Thursday, 12 February 2015 00:00

Common Ground: U.S. and NATO Engagement with Russia in the Cyber Domain

Written by  Geoff Van Epps
Significant changes in the global strategic landscape over the past two decades include the fall of the Iron Curtain and the dissolution of the Soviet Union, accelerated globalization, increasing reliance on digital information technologies in all aspects of life, the rise of China and India, global financial crises, the political revolutions of the Arab Spring, and the emergence of violent Islamist extremism as a key feature of the geopolitical landscape.
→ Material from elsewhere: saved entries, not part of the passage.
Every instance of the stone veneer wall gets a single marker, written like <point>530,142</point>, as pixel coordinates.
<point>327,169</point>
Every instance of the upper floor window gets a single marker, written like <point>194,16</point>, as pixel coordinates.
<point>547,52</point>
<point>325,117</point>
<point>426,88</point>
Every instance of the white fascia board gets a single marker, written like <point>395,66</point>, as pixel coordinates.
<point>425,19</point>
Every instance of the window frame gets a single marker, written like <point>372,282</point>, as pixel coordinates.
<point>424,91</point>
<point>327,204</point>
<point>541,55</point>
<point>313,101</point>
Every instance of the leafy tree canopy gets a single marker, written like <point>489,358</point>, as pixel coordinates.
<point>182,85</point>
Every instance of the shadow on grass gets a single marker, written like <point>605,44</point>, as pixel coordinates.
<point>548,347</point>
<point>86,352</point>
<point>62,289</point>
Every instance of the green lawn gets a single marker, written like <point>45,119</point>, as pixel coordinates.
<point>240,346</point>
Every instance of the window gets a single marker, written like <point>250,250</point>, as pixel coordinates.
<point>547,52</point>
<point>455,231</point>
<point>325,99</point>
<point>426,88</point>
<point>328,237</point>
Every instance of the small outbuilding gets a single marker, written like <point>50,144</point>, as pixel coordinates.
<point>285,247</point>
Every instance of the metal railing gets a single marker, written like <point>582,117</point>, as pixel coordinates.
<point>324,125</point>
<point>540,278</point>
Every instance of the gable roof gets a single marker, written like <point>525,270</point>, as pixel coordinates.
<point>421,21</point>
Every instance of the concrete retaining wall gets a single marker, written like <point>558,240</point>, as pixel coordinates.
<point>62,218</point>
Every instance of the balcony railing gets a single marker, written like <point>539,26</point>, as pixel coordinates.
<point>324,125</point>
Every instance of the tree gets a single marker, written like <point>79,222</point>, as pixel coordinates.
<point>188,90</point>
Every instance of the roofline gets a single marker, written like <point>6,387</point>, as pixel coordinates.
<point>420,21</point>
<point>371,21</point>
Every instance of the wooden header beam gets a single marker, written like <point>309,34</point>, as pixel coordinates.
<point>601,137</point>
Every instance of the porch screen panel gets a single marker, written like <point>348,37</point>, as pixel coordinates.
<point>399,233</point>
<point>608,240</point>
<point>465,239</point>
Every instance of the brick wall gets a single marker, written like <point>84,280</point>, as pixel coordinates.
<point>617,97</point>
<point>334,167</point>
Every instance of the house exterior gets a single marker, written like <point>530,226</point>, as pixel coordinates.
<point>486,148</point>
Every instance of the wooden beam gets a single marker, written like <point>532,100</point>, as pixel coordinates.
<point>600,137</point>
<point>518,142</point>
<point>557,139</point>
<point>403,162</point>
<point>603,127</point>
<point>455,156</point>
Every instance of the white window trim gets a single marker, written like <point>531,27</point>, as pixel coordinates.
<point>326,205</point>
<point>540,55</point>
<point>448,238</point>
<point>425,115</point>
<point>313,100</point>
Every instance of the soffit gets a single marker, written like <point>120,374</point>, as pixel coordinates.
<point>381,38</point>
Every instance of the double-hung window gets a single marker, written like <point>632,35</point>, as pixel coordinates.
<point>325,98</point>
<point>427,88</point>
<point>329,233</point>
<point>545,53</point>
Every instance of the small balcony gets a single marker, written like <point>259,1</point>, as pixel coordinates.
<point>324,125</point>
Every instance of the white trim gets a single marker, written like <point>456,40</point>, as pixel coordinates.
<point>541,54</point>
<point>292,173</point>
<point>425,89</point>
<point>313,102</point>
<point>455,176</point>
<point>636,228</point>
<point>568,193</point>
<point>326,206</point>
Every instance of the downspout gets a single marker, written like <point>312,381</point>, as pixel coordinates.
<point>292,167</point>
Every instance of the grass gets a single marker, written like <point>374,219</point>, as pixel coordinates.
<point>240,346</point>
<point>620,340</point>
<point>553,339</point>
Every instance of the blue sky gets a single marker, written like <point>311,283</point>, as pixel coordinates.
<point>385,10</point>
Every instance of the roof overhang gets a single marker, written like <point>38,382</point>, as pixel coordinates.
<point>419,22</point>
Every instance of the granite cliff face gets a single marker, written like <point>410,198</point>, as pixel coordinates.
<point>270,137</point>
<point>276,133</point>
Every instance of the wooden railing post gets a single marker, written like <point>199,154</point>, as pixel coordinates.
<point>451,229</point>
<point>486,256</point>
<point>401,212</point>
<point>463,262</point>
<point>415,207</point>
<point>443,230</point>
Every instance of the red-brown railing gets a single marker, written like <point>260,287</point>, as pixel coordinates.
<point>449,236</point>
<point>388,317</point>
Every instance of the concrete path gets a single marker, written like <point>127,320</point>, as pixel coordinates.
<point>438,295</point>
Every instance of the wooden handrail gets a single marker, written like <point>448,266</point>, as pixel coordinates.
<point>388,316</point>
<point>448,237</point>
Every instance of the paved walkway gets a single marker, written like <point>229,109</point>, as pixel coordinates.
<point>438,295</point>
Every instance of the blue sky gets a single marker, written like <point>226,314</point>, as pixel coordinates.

Yet at the same time, many of the key dynamics of the international arena remain unchanged from twenty years ago, including the volatility and instability of the Middle East, the lack of development in most of Africa, the ever-increasing integration of the global economy, and the preeminence of the United States as an actor in global affairs, with other states, such as the United Kingdom, Germany, and Russia also playing key roles. Among all that has changed and all that remains the same, new issues have emerged, few of which merit consideration in isolation. Rather, the complex and interconnected nature of today’s international system demands analysis that accounts for the relationships between actors and issues and considers the multiplicity of effects that their interaction unavoidably creates. Two key features of the current strategic environment—the two that are the focus of this article—are the indispensability of information technology in all aspects of modern life and the continued significance of Russia as an actor on the global stage. Driven by the growing dependence of modern society on digital technology and the vulnerability of digital systems to cyber threats, cybersecurity has emerged as a critical national security issue, spawning a growth industry that researches solutions to the technical, legal, and policy challenges of the day.